Passi di avvicinamento al primo crocevia. Venerdì 11 dicembre, in casa Olimpia Milano, si potrebbe anche vivere tutto questo. "Vogliamo tornare quelli di due anni fa, quando Barcellona, Real Madrid e gli altri club del continente affrontavano con timore la trasferta al Forum". Così parlava Livio Proli nel giorno del ritorno in piazzale Lotto dopo un anno di assenza, ma un mancato +10 a Zagabria priverebbe Milano delle Top16 dopo due qualificazioni consecutive. Una premessa negativa per un cantiere nato dalle macerie del Banchi II, e che alle macerie potrebbe anche fare ritorno senza uno scudetto sulle insegne.
Zagabria che può dare tutto, ma il niente è ovviamente già attualità, in una presa di coscienza che vive di per sé in un record 2-6. Altro non potrebbe essere, d'altronde, per una società che ha già inserito Rakim Sanders nel roster, rispedendo poi Gani Lawal negli Stati Uniti. Senza dimenticare le ripetute assicurazioni presidenziali di una continuativa attività di esplorazione del mercato. Primo nodo, il contratto di Stanko Barac, in scadenza a fine 2015. 8.6 punti per 4.8 rimbalzi in campionato, 6.6 per 4.3 in Eurolega: validi numeri da comprimario, da inquadrare nella fase di una carriera in ricostruzione dopo "dissesti" fisici. Da qui un accordo per il prolungamento sino a fine stagione che sarebbe già stato raggiunto.

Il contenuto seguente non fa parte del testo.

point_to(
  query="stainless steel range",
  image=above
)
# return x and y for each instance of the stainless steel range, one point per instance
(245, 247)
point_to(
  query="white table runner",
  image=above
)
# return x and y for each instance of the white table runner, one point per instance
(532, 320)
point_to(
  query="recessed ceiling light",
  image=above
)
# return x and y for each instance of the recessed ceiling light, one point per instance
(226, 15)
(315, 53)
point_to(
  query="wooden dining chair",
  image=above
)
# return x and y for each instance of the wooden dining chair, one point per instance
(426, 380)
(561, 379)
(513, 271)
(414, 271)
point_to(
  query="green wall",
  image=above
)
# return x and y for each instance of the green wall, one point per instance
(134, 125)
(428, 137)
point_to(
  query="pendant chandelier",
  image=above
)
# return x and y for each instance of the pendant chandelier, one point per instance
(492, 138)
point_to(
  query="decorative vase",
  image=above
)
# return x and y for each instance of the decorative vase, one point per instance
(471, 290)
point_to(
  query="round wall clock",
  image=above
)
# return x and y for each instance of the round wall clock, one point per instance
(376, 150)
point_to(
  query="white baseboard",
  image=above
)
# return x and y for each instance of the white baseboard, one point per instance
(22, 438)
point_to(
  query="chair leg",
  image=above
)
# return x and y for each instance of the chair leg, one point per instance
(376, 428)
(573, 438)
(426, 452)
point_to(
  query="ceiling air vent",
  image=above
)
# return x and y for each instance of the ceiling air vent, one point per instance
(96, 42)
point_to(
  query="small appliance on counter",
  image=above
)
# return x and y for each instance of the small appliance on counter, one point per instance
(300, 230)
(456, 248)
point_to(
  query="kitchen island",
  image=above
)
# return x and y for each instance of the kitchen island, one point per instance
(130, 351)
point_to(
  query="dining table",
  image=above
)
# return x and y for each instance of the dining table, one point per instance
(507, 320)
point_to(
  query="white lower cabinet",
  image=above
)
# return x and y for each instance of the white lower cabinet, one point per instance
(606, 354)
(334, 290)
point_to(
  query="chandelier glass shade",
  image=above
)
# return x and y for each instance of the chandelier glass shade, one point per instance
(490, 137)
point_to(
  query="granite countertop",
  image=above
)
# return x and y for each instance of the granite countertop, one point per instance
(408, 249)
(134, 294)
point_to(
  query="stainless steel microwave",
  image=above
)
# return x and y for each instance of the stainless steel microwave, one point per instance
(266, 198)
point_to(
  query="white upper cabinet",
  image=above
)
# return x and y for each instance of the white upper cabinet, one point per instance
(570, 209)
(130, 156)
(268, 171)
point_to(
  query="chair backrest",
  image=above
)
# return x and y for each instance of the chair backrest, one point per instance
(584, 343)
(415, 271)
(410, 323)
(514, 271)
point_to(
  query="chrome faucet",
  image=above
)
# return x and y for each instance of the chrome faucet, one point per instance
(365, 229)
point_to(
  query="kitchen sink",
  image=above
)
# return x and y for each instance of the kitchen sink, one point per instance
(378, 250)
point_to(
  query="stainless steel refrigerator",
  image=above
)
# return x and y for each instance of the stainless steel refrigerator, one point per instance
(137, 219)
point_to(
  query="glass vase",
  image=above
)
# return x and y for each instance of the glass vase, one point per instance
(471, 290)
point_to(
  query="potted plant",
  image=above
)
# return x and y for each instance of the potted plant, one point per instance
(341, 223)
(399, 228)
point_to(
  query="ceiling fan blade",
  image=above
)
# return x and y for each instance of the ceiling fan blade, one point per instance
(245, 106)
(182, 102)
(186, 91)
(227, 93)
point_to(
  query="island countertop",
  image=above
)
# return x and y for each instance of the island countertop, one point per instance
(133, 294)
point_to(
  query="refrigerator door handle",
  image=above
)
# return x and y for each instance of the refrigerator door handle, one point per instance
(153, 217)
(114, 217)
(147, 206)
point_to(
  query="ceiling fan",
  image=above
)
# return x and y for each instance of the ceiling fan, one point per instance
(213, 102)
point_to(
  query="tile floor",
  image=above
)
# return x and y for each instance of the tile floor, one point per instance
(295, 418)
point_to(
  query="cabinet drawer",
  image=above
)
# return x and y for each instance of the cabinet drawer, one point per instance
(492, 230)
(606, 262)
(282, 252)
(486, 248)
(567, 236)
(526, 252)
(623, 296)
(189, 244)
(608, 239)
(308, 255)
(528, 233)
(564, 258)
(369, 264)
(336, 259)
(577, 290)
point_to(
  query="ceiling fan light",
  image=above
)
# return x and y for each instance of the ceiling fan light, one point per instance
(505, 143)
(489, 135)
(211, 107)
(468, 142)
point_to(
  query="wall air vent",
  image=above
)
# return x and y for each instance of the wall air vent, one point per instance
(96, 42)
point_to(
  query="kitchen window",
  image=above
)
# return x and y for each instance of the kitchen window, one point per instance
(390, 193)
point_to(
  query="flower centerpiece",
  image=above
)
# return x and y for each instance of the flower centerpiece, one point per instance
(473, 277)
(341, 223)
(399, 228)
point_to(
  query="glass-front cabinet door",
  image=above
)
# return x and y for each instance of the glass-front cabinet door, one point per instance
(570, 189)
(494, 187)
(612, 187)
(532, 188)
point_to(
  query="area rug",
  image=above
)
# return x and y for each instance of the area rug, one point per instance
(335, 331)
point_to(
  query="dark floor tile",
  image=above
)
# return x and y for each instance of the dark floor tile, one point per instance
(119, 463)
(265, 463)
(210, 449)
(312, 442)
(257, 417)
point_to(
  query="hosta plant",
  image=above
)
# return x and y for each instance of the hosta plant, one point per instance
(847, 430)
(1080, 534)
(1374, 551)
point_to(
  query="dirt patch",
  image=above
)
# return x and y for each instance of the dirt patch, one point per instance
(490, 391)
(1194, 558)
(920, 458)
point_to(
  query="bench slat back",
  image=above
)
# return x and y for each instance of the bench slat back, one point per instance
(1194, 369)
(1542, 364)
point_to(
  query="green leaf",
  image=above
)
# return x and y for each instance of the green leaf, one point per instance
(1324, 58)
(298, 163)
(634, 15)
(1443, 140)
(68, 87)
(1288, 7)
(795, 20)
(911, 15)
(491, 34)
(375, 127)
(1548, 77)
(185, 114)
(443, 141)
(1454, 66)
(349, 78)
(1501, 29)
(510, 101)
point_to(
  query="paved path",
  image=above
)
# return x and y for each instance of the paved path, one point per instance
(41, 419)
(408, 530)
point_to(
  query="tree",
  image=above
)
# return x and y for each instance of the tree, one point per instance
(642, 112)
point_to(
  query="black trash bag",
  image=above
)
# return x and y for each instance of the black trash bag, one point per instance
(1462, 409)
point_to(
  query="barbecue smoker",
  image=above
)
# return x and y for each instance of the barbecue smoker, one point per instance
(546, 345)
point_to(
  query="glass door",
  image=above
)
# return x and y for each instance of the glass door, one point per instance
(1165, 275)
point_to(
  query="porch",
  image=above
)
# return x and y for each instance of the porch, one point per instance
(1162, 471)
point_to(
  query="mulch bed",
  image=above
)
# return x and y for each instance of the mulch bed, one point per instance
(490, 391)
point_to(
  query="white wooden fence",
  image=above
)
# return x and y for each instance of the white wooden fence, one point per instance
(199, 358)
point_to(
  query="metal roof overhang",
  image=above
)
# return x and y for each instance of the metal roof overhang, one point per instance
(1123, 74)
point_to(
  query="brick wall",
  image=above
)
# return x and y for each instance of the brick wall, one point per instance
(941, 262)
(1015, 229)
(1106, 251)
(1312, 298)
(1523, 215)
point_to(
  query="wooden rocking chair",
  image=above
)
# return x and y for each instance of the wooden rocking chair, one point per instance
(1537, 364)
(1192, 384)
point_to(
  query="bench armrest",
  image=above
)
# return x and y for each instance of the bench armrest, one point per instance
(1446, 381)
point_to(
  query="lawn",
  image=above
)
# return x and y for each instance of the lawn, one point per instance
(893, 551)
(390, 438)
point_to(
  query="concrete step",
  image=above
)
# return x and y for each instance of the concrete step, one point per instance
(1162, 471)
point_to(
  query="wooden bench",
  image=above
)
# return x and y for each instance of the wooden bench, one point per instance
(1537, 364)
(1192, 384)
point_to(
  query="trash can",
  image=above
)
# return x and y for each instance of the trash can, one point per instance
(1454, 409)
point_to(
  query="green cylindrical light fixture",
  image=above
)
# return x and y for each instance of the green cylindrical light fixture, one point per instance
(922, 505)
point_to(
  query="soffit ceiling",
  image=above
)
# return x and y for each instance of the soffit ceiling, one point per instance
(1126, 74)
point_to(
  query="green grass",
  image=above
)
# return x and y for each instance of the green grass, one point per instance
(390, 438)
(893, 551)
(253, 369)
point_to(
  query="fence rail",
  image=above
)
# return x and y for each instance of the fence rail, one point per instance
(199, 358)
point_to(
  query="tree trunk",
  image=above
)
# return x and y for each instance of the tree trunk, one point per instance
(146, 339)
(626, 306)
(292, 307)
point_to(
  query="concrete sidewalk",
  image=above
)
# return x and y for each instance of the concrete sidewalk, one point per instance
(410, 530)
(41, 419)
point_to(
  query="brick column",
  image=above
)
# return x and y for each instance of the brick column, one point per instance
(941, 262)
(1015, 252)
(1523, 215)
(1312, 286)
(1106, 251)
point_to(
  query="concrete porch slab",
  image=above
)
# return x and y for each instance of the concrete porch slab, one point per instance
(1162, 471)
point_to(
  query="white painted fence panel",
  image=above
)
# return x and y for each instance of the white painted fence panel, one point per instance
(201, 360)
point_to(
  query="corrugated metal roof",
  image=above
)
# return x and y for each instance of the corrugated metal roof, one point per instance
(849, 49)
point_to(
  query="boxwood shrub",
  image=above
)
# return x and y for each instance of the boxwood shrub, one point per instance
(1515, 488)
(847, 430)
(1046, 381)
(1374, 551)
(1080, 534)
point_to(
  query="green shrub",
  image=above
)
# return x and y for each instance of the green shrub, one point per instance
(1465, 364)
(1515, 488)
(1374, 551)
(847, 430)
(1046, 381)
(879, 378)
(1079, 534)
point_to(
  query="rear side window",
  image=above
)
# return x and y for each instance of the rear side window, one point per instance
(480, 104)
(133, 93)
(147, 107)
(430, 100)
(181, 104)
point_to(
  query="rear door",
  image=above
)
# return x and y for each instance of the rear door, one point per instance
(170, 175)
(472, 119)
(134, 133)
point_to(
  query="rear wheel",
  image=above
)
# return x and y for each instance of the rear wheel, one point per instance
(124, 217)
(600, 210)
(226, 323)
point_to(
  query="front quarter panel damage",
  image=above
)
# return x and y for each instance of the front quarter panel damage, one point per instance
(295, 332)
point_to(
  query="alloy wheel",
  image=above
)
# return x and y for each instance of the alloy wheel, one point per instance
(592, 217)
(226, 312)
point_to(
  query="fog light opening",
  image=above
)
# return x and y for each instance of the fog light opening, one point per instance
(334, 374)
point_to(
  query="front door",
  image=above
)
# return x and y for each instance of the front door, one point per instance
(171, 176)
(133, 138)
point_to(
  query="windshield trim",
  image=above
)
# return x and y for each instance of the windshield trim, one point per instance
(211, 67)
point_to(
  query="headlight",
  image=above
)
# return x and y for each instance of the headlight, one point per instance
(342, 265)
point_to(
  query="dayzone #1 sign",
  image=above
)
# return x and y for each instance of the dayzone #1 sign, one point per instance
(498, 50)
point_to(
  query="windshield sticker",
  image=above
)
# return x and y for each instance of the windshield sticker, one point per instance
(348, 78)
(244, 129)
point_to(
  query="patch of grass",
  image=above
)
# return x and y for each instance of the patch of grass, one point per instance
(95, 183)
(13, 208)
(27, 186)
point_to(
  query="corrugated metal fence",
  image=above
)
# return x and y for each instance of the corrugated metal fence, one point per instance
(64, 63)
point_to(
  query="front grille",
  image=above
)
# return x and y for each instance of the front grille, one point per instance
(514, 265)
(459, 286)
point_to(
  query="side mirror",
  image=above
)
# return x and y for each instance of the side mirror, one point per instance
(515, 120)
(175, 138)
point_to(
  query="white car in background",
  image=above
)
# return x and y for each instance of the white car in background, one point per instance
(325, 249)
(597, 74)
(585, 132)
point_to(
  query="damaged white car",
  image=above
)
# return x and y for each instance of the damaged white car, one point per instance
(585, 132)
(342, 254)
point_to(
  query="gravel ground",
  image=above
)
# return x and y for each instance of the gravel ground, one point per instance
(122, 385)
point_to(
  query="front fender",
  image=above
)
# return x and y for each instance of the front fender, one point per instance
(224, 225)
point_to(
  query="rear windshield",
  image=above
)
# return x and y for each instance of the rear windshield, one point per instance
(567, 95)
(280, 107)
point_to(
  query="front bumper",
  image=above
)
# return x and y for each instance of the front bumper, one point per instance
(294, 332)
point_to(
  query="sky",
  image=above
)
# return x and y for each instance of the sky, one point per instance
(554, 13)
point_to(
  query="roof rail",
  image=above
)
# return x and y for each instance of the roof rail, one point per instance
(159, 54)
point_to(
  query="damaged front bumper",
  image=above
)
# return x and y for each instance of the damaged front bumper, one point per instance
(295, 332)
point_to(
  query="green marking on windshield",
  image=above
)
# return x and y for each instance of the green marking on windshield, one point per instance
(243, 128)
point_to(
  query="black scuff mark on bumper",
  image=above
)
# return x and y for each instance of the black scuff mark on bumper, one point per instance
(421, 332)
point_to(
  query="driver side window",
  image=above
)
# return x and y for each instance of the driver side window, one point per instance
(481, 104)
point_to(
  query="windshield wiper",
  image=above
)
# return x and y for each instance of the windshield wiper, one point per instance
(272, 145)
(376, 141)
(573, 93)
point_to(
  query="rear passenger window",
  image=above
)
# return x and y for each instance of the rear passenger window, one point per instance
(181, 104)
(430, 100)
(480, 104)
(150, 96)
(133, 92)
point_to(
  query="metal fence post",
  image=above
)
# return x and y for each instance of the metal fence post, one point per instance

Con due tesseramenti ancora possibili, di cui uno da mantenere come assicurazione playoff sino a primavera inoltrata, le attenzioni dopo i ko con Cedevita e Limoges si erano concentrate sulle posizioni di Oliver Lafayette e Charles Jenkins. Il primo ha risposto con 15 punti di media in campionato nelle due gare di assenza di Alessandro Gentile (elevato tasso di responsabilità), il secondo è stato uno dei più efficaci al Pireo in un quadro di ottime medie di minutaggio, figlie di un'attitudine difensiva ben nota a Jasmin Repesa. Segnali di crescita che, sommati alla ridefinizione di gerarchie che inevitabilmente l'inserimento di Sanders comporterà, potrebbero sconsigliare interventi drastici (anche in questa direzione va letto il mancato assalto al play Marcus Williams). Certamente più apprensione destano le prestazioni di Robbie Hummel. 9.5 punti e 5.4 rimbalzi in campionato, che scendono a 5.9 per 3.5 in Eurolega, pur con minutaggio sempre intorno ai 23' per gara. Di più, una sola prestazione in doppia cifra in Europa (prima giornata, con Vitoria), quattro (su dieci) in campionato, con il fondo del nulla di fatto a Reggio Emilia. Numeri da gregario per chi a Milano, per attese e contratto, non vi è giunto per fare il gregario. Restano professionalità e dedizione a concedere crediti all'ala Usa nelle considerazioni di coach e società, ma l'esplorazione di mercato, con un'Eurolega più che a rischio, prosegue. E non è un mistero per nessuno che, l'Olimpia Milano, sia tra le ammiratrici più passionali di Zoran Erceg, libero di stato da quest'estate dopo il divorzio con il Galatasaray. Ma la disoccupazione del serbo non potrà essere eterna.